Thousands of So. Koreans Training to 'Invade' No. Korea with Gospel

Dan Wooding | ASSIST News Service | Tuesday, May 8, 2007
Thousands of So. Koreans Training to 'Invade' No. Korea with Gospel

Thousands of So. Koreans Training to 'Invade' No. Korea with Gospel

They are awaiting North Korea to open up so they can move in and many are prepared to be martyrs

SEOUL, SOUTH KOREA -- Thousands of South Korean Christians are in training to take the Gospel of Jesus Christ into North Korea and also plant churches there when the country finally opens up.

I discovered this on a reporting trip to Seoul, South Korea, when I was taken to a training camp in the hills outside of Seoul where these Christians were undergoing vigorous training on how to live and work in North Korea.

One Christian, who asked not to be named, told me, “We believe that because of world pressure, North Korea will soon have to open up to get much-needed foreign currency and we have many ready and willing to move in there with the Good News of Jesus Christ.

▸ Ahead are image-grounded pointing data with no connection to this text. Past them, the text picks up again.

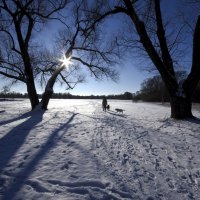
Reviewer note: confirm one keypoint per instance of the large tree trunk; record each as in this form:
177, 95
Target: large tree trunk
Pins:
181, 107
32, 94
46, 97
49, 88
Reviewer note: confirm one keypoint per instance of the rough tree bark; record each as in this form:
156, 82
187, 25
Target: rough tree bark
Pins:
49, 88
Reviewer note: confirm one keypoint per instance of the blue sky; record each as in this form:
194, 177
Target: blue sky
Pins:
130, 75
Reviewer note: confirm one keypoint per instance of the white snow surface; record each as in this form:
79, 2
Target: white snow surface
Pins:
75, 151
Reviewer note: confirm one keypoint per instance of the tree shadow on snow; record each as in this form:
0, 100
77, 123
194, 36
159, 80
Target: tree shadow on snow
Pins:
22, 176
117, 114
25, 115
13, 140
194, 120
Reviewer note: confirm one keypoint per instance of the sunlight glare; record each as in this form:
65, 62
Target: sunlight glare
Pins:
65, 61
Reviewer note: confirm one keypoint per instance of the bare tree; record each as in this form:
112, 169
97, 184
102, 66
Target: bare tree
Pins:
19, 20
152, 37
81, 49
22, 59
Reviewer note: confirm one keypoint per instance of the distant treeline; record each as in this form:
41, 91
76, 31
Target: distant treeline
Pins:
125, 96
154, 90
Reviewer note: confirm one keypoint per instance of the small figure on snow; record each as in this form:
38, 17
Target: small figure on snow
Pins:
104, 103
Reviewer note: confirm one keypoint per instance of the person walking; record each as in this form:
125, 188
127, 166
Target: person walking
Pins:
104, 103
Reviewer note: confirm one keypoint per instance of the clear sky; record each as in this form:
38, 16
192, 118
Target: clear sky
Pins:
130, 74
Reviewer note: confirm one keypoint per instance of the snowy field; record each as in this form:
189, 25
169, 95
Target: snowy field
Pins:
75, 151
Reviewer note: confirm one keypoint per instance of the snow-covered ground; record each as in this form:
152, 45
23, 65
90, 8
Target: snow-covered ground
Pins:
75, 151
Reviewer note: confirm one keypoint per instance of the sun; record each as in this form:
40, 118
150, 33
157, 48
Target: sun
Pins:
65, 61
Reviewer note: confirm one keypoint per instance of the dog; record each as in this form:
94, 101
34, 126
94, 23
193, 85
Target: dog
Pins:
118, 110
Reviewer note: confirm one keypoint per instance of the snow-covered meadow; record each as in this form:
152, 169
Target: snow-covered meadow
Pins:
75, 151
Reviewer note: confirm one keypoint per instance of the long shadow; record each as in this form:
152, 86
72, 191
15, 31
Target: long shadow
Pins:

They are aware that the country could be open for just a short time, and then it will close tight again, and they will be trapped inside.

“But they are willing to be martyrs for the Gospel because they love the people of North Korea.”

I’ve been to North Korea. It was back in the fall of 1994, and I was part of a small delegation of Christians who were the first group allowed into the secretive country after the funeral of Kim Il-sung, known to his people as “The Great Leader.” We were led by North Korean-born Dr. David Cho (no relation of Paul Yonggi-Cho, the South Korean preacher and head of what is believed to be the world's largest church, Yoido Full Gospel Church in Seoul.)

I reported daily from the capital city of Pyongyang for the UPI Radio Network in Washington, DC and we were taken all over the country, even to the North Korean side of Panmunjom, the "truce village" that straddles the border between North Korea and South Korea in the middle of the Demilitarized Zone that has split this peninsula since the Korean War ended in 1953.

We felt the tension in the DMZ, which is probably the most fortified border on Earth, with more than a million soldiers facing each other with enough artillery to obliterate each other in a matter of hours. Tension constantly runs high there -- more than 50 Americans, 1,000 South Koreans and countless North Koreans have died in skirmishes along the DMZ in the past 40 years, including one recently. The area is dotted with land mines and razor wire and concrete tank bunkers and Communist soldiers dug into mountainsides behind cast-iron "blast doors" to protect them against bombs dropped from American B-52s. 

We even attended a church service at Pongsu Church in Pyongyang, one of three churches that were allowed to operate in North Korea at the time – two Protestant and one Catholic. These “official” churches are strictly controlled, but there are known to be many illegal house churches operating secretly in the country.

Now comes the news that the U.S. State Department has again named North Korea as a state sponsor of terrorism in its “Country Reports” for 2006. The Stalinist country is one of five alleged state sponsors of terrorism along with Cuba, Iran, Syria and Sudan.

It is also believed that tens of thousands of Christians are currently suffering in North Korean prison camps. In fact, North Korea is suspected of detaining more political and religious prisoners than any other country in the world.

The communist country is characterized by a complete lack of religious freedom and of many human rights violations. For the fifth year in a row, Open Doors’ World Watch List ranks North Korea as the worst violator of religious rights in the world. Christianity is observed as one of the greatest threats to the regime’s power. The government will arrest not only the suspected dissident but also three generations of his family to root out the bad influence. Kim Jong-il is the “Great Leader” and has been exalted and revered as a god to be followed with unquestioned obedience.

I ask you all to pray for the people of North Korea and also pray that the country does indeed open up for the Gospel messengers from the South; that they will bring a Gospel of peace to a people who have seen little of that. It is only then that they will find true happiness!